Wednesday, October 26, 2016

Building a laser-guided clock


A lot of thought went into what project I'll write my first blog post about. Here it is, the obvious choice - the laser-guided clock.

To be honest, it's not actually laser guided, that's just something to make it sound cooler. What it really is, is a stepper motor controller pan/tilt mount that houses a cheap 405nm laser, which draws on a glow-in-the-dark sticker.

You probably already saw the video. If not, scroll up and play it.
The clock has had some improvements since the video was made, but the basics are the same.

Parts

Two 28BYJ-48 Stepper motors with ULN2003 drivers


I got one set with my Arduino kit, and ordered the second one off eBay. They come cheap, but have their limitations. For a project like this, they would be perfect, if it wasn't for one small issue: the shaft has a bit of slack in it. The slack is about 5 degrees, which may seem small, but since we are dealing with a projection which is about a foot away from the laser, it's very noticable. The slack on the tilt motor won't affect the projection at all, because the weight of the laser keeps it at one end, but to fix the issue on the pan motor, I added a spring from a pen, that keeps the shaft's slack from manifesting.
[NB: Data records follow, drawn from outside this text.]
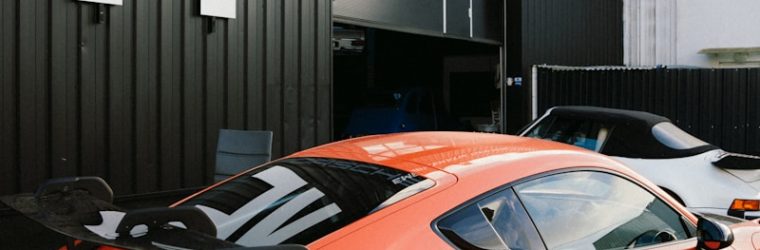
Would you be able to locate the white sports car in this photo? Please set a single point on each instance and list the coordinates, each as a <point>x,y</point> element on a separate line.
<point>700,175</point>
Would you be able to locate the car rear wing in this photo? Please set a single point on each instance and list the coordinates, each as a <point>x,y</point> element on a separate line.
<point>736,161</point>
<point>74,206</point>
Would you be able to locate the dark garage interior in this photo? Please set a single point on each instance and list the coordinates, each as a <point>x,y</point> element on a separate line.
<point>459,76</point>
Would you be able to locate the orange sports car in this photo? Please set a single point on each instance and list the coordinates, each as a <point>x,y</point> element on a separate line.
<point>424,190</point>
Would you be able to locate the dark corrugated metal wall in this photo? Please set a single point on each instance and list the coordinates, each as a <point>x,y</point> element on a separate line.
<point>139,99</point>
<point>558,32</point>
<point>719,106</point>
<point>578,32</point>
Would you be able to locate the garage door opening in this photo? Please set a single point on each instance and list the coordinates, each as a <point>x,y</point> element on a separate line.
<point>387,81</point>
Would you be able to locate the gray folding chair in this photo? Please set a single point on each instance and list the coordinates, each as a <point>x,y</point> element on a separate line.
<point>238,150</point>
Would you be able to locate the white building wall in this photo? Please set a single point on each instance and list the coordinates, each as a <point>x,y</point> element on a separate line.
<point>672,32</point>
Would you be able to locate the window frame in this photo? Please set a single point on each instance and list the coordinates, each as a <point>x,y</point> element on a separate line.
<point>510,185</point>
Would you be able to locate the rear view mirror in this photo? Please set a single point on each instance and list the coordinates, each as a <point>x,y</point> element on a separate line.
<point>712,234</point>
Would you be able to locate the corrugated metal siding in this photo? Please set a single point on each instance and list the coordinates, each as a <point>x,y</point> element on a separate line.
<point>719,106</point>
<point>139,99</point>
<point>558,32</point>
<point>579,32</point>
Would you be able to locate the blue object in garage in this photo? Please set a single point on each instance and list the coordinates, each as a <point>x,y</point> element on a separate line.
<point>411,109</point>
<point>238,150</point>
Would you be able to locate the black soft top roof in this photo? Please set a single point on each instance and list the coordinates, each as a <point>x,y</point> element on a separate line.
<point>642,118</point>
<point>633,136</point>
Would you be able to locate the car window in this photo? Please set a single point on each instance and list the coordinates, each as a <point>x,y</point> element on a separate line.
<point>496,222</point>
<point>594,210</point>
<point>299,200</point>
<point>583,133</point>
<point>675,138</point>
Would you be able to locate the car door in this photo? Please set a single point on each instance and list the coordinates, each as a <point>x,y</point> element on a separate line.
<point>599,210</point>
<point>570,210</point>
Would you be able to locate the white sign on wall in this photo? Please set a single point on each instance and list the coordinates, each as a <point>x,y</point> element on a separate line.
<point>218,8</point>
<point>113,2</point>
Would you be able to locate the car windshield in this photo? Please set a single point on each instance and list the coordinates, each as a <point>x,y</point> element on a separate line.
<point>675,138</point>
<point>381,100</point>
<point>583,133</point>
<point>299,200</point>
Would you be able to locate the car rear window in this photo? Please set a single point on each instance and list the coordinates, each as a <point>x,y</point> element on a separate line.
<point>299,200</point>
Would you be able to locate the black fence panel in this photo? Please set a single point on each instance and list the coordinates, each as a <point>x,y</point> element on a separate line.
<point>719,106</point>
<point>139,98</point>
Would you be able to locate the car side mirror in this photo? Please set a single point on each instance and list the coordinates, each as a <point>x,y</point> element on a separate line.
<point>712,234</point>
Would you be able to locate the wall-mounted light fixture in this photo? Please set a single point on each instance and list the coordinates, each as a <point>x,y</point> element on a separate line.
<point>100,15</point>
<point>214,9</point>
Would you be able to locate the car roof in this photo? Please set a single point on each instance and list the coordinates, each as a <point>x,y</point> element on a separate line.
<point>424,152</point>
<point>609,114</point>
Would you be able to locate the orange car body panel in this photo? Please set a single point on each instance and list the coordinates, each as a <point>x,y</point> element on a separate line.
<point>464,166</point>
You can also clearly see pan/tilt mount. I designed those pieces in SolidWorks and had them 3D printed by a local company. They fit really well and are held together nicely by M4 nuts and bolts.

The laser



A simple laser pointer I got from eBay. Boasts a whopping 5mW of power and a 405nm wavelength. It's normally powered by two AAA batteries, but I'm using the microcontrollers 3.3V output and driving it via a transistor. The transistor has its base connected to a PWM enabled GPIO pin through a resistor.



NODEmcu v2:


This is the brains. It's a really good microcontroller. Not only because it's cheap and it has WiFi, but it's also compatible with the Arduino IDE. This means that it can run the same programs in the same language, plus WiFi. Did I already mention that it has WiFi?

The code:


The code includes a webserver that you can host from your personal computer or even your personal server. If you have one. The server also requires maven to be installed.

The older model that you can see in the video was using an Arduino Nano as the MCU and was taking it's clock data from a RTC, but the one I had seemed unreliable. Also the process of configuring it via the serial port was cumbersome. When you add my idea of building a smart home with a server as a central hub, you get the approach I'm using now with the web-server acting as a front-end for config and also as a way of getting the time.

The way it draws the numbers is hard-coded. What I mean by that, is I split each digit into parts of lines and arcs, which I devised a mathematical formula for that tell the laser a point in space it has to be at. This is then trigonometrically interpreted into angular data the motors can use.